I think I will add both Petra and Wadi Rum to the short list of Wonders of the World that I've seen. Of course Petra already had official status as such in the latest vote on such Wonders. But it's every bit as incredible as one might think. When a fellow traveler says to you, "It's great, you'll love it", he doesn't even begin to paint the picture.
By all accounts, it's not possible to get to Petra too early, because so many tourists come that it can hamper the experience. But I got there too ealy. Like, before it was light enough to traverse the Siq, or narrow canyon entryway, into the ancient Nabatean site. I waited alone in the desert until the sky got light enough at 5 AM. And then i walked, and walked, and the Siq never ends, until finally you see the huge colums down at the end of the alley, a sneak preview of the epicness to come. The Treasury, which is the building from Indiana Jones, greets you as the first and most ridiculous of the old tombs. I had the Rose City, this Wonder of the World, to myself for an hour. Pretty unbelievable.
The rest of the day I spent climbing up and down and through paths and non-paths among inscriptions and cisterns and more tombs and the orange rocky mountains of the area, meeting bedouins, ones with tea and goats, ones with cell phones, ones who sleep in the desert and race donkeys. I didn't know that the entirety of the Petra Basin is a world to explore, its not just the old buildings that are amazing. You could spend days here.
And the next morning, I was on my way to another incredible exhibit of Mother Nature, though marred by a network of Arabian thieves the length of Jordan. The supposedly public bus was in act private, and by the end of the journey to Wadi Rum, the bus attendant had extracted five dinars from us for a two dinar busride, and everyone on the bus had been signed up for the same Bedouin tour guide at our destination. Arrival at the entrance to Wadi Rum was a glimpse at moneyed Muslim mafioso joking around and drinking tea in their long white robes. Our guide was clearly anything but sincere.

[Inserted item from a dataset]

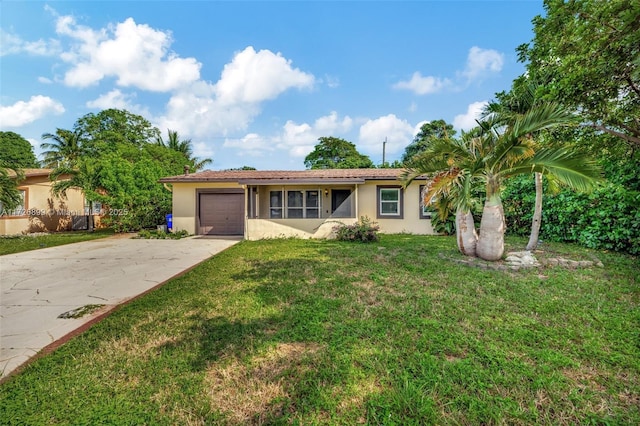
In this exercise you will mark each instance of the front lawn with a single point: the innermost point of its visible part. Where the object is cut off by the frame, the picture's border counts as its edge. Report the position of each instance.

We (me and my new friends) held out from paying until the end, but I was quite scared that our guide was going to put a shiv in my back in the darkness of the tent that night, or else the village shiekh was going to take us hostage and extract further large sums of money.
No matter. I am in one piece and glad to have seen the great Valley of Rum. People in Israel like to talk up the Negev desert; I guess it's holy, I'll give them that. But I have not seen a desertscape as hauntingly beautiful as this Rum, ever. HUGE formations, shapes never to be repeated even once over the expanse of the region, things to climb for miles. Aaron, who needs to climb trees when you have gigantic pock-marked rocks looking off into the desert nothingness. Everything fascinated me: shimmering beetles crawling by their lonesome; footprints in the sand of prowling pumas; gigantic sand dunes that challenge you to climb, sliding back downwards with every step. The Bedouin financial tactics were frustrating, but desert's silence and dominance erases your memory of yesterday, and even today.

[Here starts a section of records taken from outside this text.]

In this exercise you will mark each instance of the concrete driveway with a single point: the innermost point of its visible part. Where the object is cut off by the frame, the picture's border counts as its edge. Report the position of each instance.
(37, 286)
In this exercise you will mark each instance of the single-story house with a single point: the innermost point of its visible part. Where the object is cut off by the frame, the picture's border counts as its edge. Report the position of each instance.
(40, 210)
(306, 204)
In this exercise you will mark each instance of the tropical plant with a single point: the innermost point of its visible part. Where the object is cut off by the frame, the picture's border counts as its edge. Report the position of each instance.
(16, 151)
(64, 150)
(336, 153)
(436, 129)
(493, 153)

So it was nice. And so we journey down to Aqaba, and then the next day I left the Hashemite Kingdom of Jordan, hopefully not for ever. The Hebrew signage and casually-dressed man with a machine gun were in fact an incredibly good feeling for me when I got to the Israeli border - I felt like I was coming home again. Arabia really is a foreign place.
The home feeling is a short-lived one. I'm off to Egypt momentarily. Wish me luck.